I doubt foreign leaders are that unsophisticated, but notice I am describing why it is some people follow Trump so blindly: to a large extent we still are a tribe of great apes. And we have to learn how to deal with that. I don’t think running away from the battle (drop out of the race) would show strength. If necessary it is better for him to “die in the saddle” bravely fighting the enemy. [“he” here means Biden.] I’ll vote for Biden whatever happens, and if he does die or become incapacitated, I will follow whoever picks up his flag and carries on the fight. Hope there is someone out there preparing “in case.”
Every call for Biden to quit is a vote for Trump
If you have a problem with that you are either A) a right-wing troll or B) a fool led around by the nose by right-wing trolls
Calls for Biden to quit are a right-wing misinformation tactic
They aren’t all right wingers doing it. There’s the likes of the New York Times editorial board, Paul Krugman (for God’s sake!), Tom Friedman, and others. They’re not spouting misinformation; they’re just wrong.
JackD
and not for the first time.
I think Biden should announce today that he’s not going to run. I also think Harris should announce that she’s not going to run.
The Democratic Party could then open up the nomination. We Democrats have until August 20th to come up with a new candidate. The party could host a series of at least three public debates plus whatever other campaign events are available. Then the DNC convention picks our next nominee. A shortened campaign season of 50 days should provide us enough time to choose wisely.
I think Gretchen Whitmer, Andy Beshear of Kentucky, Cory Booker, Amy Klobuchar, Mark Kelly of Arizona would all make outstanding candidates.
Jim Han
Quickly, What over the last 4 years convinces you he is not worthy besides not beating the crap out of trump?
Bill,
I think Biden has been a good president and I think historians will agree.
But we are voting on the future. He is simply too old to perform this very tough job for another four years. I wish he had announced in December 2022 that he would not be running again.
Now I think we all should tell him not to run.
Jim:
There is no reason he should have announced such 2 years ago during a pandemic. You and the others are going off the deep end now. Biden was not prepared to discuss lies with trump. He was prepared to discuss what he did over 3+years which he did present in a quiet voice due to a cold, etc.
Jim Han
have you considered the possible negative consequences of what you suggest?

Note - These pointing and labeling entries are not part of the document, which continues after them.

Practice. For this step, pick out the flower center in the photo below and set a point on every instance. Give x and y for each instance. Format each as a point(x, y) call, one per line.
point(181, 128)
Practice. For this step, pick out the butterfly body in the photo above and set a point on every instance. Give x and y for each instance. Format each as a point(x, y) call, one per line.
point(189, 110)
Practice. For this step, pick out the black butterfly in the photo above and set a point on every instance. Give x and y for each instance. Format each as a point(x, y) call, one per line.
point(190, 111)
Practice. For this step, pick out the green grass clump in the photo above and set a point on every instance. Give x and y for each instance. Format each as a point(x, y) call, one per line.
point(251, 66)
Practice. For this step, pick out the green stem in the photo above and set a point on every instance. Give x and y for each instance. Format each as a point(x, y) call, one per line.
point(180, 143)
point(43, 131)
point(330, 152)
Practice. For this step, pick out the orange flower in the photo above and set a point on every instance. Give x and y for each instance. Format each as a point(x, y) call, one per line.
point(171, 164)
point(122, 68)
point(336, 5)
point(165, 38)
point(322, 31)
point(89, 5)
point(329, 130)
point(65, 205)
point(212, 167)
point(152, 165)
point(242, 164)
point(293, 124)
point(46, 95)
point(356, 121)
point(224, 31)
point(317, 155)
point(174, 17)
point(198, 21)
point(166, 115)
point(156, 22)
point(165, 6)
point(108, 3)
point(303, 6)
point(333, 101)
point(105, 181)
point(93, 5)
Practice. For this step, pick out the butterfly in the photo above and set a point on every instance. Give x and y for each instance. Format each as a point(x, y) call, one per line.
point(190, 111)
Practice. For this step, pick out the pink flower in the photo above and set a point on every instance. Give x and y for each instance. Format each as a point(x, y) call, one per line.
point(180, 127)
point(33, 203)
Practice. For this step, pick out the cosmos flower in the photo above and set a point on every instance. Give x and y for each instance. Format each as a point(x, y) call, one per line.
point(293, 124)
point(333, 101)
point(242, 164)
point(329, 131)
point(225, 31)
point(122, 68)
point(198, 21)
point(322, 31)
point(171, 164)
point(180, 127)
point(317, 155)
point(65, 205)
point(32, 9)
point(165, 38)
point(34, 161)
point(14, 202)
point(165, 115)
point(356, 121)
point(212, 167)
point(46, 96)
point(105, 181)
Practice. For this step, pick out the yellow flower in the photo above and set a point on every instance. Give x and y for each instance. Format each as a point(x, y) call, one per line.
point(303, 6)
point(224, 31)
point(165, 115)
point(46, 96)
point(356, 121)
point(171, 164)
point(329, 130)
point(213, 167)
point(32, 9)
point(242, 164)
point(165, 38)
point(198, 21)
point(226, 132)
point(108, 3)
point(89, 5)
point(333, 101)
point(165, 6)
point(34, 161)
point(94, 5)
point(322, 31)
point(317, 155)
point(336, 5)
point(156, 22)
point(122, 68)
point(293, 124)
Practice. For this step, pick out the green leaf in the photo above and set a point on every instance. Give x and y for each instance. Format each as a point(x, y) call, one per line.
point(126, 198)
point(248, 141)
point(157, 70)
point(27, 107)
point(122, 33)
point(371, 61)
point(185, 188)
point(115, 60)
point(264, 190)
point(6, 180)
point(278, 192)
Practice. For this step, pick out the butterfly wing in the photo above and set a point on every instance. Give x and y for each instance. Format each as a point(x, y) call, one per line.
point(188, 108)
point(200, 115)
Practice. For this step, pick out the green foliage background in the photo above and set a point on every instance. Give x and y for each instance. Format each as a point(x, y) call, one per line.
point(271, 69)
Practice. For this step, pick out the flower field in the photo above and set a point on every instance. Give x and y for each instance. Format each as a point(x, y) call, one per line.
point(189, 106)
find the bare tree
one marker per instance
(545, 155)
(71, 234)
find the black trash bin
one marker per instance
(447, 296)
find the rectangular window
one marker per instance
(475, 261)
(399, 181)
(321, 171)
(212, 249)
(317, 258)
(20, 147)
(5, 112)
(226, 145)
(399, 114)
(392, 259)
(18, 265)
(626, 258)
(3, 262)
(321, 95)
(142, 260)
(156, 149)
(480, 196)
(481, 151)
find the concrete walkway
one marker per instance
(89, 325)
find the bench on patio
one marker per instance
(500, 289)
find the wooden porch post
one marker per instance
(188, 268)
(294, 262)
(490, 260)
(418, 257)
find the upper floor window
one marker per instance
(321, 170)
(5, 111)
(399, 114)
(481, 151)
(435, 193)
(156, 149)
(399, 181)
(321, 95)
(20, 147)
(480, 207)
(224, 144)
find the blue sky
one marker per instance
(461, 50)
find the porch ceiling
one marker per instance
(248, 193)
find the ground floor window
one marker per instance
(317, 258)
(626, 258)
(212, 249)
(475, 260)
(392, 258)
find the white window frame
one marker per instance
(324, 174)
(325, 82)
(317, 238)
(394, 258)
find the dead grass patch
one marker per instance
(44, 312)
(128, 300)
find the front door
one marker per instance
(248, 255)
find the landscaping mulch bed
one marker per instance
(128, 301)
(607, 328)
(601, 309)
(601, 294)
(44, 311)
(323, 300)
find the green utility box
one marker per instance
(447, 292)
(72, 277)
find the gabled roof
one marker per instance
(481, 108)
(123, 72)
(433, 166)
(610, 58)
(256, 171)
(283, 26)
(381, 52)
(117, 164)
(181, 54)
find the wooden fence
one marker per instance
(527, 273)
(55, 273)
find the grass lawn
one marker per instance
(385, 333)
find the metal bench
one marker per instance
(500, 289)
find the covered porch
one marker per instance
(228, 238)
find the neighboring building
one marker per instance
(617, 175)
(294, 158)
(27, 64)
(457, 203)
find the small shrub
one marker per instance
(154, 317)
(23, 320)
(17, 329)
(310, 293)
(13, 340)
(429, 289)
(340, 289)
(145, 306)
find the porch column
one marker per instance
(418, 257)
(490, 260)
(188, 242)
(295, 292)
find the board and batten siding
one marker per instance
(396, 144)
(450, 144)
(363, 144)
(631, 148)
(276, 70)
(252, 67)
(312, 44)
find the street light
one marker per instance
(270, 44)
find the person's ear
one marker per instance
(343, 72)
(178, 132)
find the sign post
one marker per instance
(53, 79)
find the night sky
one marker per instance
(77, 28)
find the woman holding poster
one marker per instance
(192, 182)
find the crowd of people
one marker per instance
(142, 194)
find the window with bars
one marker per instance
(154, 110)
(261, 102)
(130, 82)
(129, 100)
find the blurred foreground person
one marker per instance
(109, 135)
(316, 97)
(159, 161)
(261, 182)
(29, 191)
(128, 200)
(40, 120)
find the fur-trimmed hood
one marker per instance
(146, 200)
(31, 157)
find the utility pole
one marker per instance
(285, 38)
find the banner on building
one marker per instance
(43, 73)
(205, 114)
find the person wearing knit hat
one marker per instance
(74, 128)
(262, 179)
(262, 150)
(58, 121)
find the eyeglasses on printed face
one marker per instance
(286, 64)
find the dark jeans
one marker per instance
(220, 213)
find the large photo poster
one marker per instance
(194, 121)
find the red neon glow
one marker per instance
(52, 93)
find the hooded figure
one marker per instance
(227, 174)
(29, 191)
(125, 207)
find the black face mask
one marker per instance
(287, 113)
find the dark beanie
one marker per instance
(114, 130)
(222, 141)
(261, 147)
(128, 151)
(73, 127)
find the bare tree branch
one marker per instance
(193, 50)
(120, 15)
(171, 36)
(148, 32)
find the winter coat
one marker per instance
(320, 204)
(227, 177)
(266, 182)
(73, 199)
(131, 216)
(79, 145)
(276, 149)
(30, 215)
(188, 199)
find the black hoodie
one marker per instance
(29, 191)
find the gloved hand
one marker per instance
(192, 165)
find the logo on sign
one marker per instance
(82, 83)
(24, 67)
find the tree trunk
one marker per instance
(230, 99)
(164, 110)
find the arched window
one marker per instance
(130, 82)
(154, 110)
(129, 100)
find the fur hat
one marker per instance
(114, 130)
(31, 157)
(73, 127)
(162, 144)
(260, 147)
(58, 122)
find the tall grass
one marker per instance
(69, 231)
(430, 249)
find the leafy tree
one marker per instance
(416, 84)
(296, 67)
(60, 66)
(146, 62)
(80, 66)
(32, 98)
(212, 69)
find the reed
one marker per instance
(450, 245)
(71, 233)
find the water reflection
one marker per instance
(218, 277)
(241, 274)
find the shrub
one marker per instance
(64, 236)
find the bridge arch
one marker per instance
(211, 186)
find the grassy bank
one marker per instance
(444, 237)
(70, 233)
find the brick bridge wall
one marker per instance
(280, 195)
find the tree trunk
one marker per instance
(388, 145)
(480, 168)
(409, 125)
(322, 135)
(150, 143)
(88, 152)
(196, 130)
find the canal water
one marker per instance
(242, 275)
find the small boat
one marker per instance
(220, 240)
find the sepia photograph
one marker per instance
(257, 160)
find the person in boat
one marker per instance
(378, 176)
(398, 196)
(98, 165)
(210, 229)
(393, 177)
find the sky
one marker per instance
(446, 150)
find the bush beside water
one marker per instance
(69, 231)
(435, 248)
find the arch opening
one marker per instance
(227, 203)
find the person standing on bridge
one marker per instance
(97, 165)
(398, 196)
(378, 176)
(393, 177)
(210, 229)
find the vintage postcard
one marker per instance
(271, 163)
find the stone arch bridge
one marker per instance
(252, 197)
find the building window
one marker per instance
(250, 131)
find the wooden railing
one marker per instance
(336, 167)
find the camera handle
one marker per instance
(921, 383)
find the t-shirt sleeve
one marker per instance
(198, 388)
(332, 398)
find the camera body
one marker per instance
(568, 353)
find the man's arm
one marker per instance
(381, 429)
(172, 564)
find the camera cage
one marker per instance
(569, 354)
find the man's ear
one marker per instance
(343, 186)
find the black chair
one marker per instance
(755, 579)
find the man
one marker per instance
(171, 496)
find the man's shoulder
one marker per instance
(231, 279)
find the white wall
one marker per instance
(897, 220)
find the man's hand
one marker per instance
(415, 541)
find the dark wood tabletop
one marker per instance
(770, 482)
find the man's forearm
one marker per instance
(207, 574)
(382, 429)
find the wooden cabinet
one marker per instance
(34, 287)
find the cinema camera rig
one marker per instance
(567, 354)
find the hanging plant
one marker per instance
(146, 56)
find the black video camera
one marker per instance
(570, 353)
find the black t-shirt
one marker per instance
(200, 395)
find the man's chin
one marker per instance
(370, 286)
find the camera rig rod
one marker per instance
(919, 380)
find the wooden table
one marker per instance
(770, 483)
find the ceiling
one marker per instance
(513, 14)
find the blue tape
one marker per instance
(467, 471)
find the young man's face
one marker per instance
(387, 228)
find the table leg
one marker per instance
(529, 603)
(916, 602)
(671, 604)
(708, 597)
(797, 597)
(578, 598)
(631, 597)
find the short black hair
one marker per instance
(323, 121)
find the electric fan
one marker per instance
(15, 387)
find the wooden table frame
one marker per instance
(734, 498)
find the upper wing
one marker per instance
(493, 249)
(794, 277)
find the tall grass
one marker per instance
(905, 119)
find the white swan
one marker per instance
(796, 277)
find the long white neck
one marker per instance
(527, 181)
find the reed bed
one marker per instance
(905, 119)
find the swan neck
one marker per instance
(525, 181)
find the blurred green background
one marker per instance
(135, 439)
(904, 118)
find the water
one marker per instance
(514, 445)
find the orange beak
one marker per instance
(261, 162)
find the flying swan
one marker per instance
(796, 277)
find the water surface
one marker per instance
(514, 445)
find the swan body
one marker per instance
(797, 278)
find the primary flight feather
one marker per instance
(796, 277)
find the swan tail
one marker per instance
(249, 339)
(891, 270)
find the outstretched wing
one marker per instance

or whether your information is correct or complete.
or whether people close to Biden, including doctors, have not considered the chances that another public embarrassment will or will not occur.
or, if i may modestly suggest, have you read my comment about “appearing strong” versus quitting ?
Dale,
Yes, I’ve weighed the pros and cons of my choice. I think the Democratic Party and the U.S. government are better off with a different candidate.
According to a post debate CNN poll, nearly 75% of voters think the Democrats would do better with a different candidate.
TEF
hell of a way to run a railroad, How many of that 75% are Republicans?
and since we have polls why do we need elections?
Jim
okay. I can’t ask for anything more.